In the first few pages of Soulstring, I was worried that I was reading another book about a spoiled princess who was going to do nothing but complain about how hard she suffered in her privileged life. But by page thirteen, I was deeply engrossed in the story of a young woman who is hated by her parents for the sin of being the firstborn and a girl. Soulstring is a high fantasy story about a young woman who has to discover a way to reclaim the magical power that has been taken from her by her father, wrapped inside a retelling of the Tam Lin myth.

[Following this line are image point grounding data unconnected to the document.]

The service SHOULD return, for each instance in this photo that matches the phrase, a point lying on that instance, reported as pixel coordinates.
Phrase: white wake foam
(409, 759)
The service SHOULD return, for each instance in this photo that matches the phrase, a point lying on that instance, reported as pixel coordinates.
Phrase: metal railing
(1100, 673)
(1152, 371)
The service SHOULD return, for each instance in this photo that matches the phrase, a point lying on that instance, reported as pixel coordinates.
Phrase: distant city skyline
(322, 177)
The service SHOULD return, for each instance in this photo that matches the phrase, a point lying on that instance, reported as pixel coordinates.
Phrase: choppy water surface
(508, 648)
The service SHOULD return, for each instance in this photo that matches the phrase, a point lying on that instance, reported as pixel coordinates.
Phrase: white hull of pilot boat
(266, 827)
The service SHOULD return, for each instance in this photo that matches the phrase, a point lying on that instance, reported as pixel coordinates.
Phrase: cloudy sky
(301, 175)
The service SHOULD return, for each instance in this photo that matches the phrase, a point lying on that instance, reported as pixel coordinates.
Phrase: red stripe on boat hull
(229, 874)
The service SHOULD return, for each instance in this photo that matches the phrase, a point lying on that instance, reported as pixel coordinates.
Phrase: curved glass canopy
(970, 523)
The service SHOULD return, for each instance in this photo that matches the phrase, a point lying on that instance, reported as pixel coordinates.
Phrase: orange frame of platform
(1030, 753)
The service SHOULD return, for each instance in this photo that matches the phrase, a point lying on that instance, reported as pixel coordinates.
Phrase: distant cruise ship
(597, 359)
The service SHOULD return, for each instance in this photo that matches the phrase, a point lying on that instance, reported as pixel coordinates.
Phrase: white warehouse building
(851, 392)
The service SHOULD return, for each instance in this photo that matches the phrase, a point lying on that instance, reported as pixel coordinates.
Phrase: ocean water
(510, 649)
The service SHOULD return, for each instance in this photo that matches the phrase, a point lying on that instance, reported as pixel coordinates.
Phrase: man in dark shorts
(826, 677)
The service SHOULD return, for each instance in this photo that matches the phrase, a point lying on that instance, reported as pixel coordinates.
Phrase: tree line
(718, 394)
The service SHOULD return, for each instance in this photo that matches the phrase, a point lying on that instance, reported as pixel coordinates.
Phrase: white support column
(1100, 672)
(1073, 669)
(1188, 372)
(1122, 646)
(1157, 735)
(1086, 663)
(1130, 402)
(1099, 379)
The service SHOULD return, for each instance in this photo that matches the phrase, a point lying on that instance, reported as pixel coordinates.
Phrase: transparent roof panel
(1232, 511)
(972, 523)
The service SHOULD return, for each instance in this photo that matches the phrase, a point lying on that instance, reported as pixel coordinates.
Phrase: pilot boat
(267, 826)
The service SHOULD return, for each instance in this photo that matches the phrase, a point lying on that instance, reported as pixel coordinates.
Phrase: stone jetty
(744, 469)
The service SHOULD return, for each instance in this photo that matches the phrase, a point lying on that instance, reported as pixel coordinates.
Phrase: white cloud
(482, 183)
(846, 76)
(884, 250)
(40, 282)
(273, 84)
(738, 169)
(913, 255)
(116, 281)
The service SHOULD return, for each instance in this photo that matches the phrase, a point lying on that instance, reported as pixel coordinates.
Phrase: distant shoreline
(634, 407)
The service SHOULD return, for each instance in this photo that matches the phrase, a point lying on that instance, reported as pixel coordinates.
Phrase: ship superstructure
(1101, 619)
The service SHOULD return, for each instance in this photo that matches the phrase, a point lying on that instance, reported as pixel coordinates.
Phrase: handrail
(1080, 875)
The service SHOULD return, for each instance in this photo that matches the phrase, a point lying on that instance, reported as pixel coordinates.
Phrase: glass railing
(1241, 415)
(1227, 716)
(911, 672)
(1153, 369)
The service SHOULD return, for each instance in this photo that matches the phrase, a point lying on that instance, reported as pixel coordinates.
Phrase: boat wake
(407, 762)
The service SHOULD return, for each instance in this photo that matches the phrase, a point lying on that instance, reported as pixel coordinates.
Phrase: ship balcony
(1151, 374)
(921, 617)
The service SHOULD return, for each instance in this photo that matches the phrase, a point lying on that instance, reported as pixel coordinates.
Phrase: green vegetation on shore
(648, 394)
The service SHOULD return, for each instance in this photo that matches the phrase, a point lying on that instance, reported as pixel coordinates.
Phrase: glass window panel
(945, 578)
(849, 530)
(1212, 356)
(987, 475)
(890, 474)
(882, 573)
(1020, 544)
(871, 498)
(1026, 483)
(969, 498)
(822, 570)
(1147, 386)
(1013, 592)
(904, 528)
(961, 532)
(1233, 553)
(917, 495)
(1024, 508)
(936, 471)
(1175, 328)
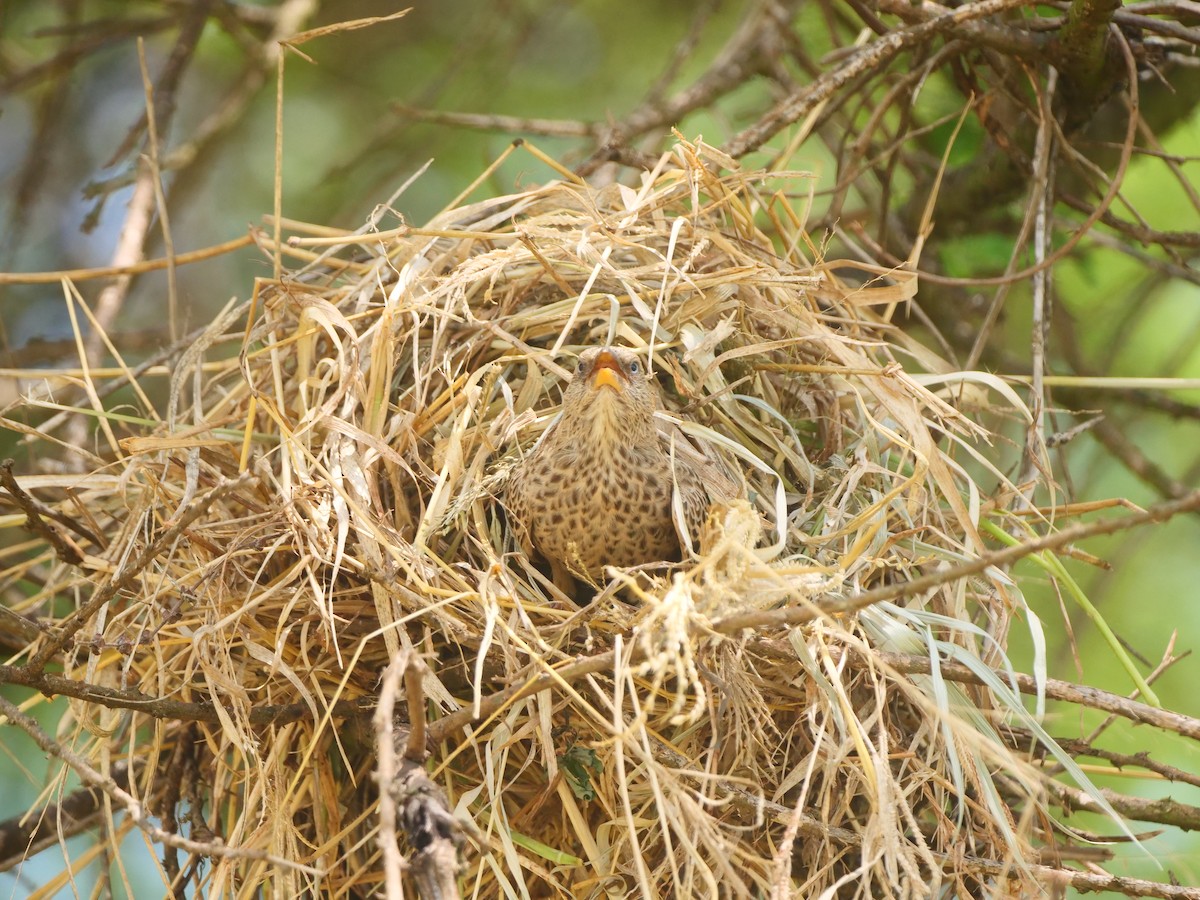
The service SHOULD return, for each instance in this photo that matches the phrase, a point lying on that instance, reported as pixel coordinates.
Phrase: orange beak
(606, 372)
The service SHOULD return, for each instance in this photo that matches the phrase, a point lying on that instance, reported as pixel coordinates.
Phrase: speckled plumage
(597, 490)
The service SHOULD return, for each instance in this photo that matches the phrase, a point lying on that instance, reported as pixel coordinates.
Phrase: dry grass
(321, 498)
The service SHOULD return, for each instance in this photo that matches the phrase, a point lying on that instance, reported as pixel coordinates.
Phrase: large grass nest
(327, 499)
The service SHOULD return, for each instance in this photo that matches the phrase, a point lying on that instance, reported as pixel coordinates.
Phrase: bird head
(611, 393)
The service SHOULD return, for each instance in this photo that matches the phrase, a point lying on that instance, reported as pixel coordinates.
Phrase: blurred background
(444, 91)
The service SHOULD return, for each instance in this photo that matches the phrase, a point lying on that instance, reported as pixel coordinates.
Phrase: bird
(600, 486)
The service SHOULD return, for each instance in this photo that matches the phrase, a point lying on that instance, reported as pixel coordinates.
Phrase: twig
(1078, 694)
(36, 515)
(798, 616)
(405, 787)
(131, 805)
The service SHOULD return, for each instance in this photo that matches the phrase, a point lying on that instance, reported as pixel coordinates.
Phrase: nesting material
(321, 498)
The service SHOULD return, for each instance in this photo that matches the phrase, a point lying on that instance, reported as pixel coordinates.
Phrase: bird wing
(702, 478)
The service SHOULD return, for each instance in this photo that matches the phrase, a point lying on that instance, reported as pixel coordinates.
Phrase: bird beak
(606, 372)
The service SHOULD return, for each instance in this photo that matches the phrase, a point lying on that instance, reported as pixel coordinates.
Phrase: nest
(317, 519)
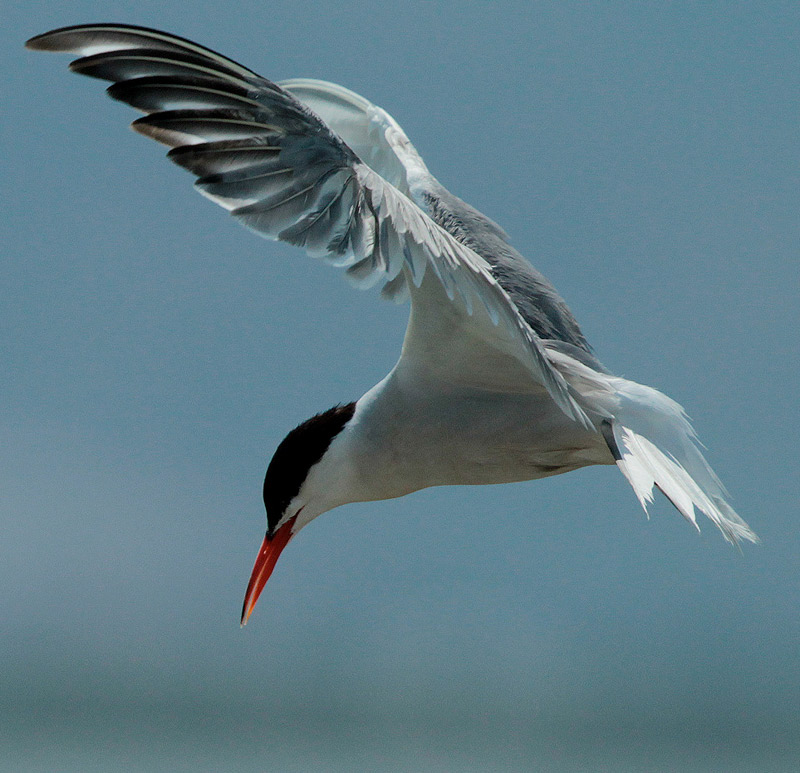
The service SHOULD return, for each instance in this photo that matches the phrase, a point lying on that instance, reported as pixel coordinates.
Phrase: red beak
(267, 557)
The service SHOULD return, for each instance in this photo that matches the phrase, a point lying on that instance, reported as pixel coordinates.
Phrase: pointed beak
(267, 557)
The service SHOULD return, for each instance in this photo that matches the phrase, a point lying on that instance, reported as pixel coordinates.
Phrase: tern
(495, 381)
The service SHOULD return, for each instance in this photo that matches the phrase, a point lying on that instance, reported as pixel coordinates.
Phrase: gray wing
(281, 171)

Midori Snyder has the gift of being able to write deeply fascinating characters and show personalities through dialog that many authors lack. She builds a detailed world without a lot of excess prose. In a slender volume of 182 pages she creates two competing countries, and different cultural groups within those countries. The terrain plays an important role in the story, and Snyder paints a vivid picture of this setting. At places, her descriptions get repetitive, especially in contrasting the clothing of the de’Stain family with that of the other noble houses of Moravia, but this stops after the first few chapters. My other major criticism of the book is with the head of house de’Stain — the villain. It always bothers me when authors who manage to write multidimensional protagonists write antagonists who act like they have stocked up on evil at a warehouse store.
Soulstring is well paced, with increasing intensity as the action progresses. The romance between the two main characters is typical for a fairy tale, but handled with sweetness and a gentle touch. Using her heroine, Magda, Snyder plays with gender role concepts and what it means to be a hero. The climax of the story also turns the spoiled princess cliché on its head in a thoroughly satisfying way. I particularly enjoyed the way the story was brought round in a thematically complete circle in the final pages.
Midori Snyder is a gifted writer. The story of the soulstring resonates with mythic weight, as if it is an old tale from some tribal memory that the reader possesses. I can highly recommend Soulstring for any reader who enjoys high fantasy novels or retellings of old fairy tales.
Oooh, I want to read this! It sounds great.
Yeah, that looks like your kind of thing, Kelly!
All one really has to say is “Tam Lin.” It’s a sickness, I tell you. ;)
Have you read Pamela Dean’s Tam Lin>? That one has earned a permanent place on my keeper shelf.
Yup, I love that one. My other favorites are Patricia McKillip’s Winter Rose and Elizabeth Marie Pope’s The Perilous Gard, plus Fire and Hemlock which I seem to mention in every discussion that ever occurs on FanLit. ;)
I do like those vintage paperback covers. I guess because its what I grew-up with but whenever I see an old 70s-80s fantasy paperback, it makes me want to grab it up. And only 182 pages too?!?! Its wild when you think about it; it was the norm to have a paperback that was usually only around 200 too. What’s up with that? Were we partying more so we didn’t have as much time to read or what? :drink:
I was just thinking about the short-book phenomenon myself, while reading Eileen Kernaghan’s The Sarsen Witch. It’s just over 200 pages, and initially I’d been thinking it was because Kernaghan just writes short in general. I’ve now read several of her books and none of them (no matter what year they were published) are doorstoppers. But you’re right, a lot of older books are shorter. And I think there were a lot more that weren’t part of a series, too. I wonder if publishers pushed for these shorter novels, and/or what made them start encouraging giant tomes and endless series instead.
I really think books, -like everything else,houses, food portions,people, etc.. , or maybe more specificly genre novels having gotten bigger.
It seems like there were lot of series books in genre fiction too, but they were more self-contained. Kinda more like watching a TV series -as in sitcoms or shows like Law and Order, not the TV sagas like Lost. It’s like they were written with the context that they probably wouldn’t be read in order. Theives’s World comes to my mind.
I think it was Jordon’s WoT, that made the big door-stopper epic series more popular in fantasy.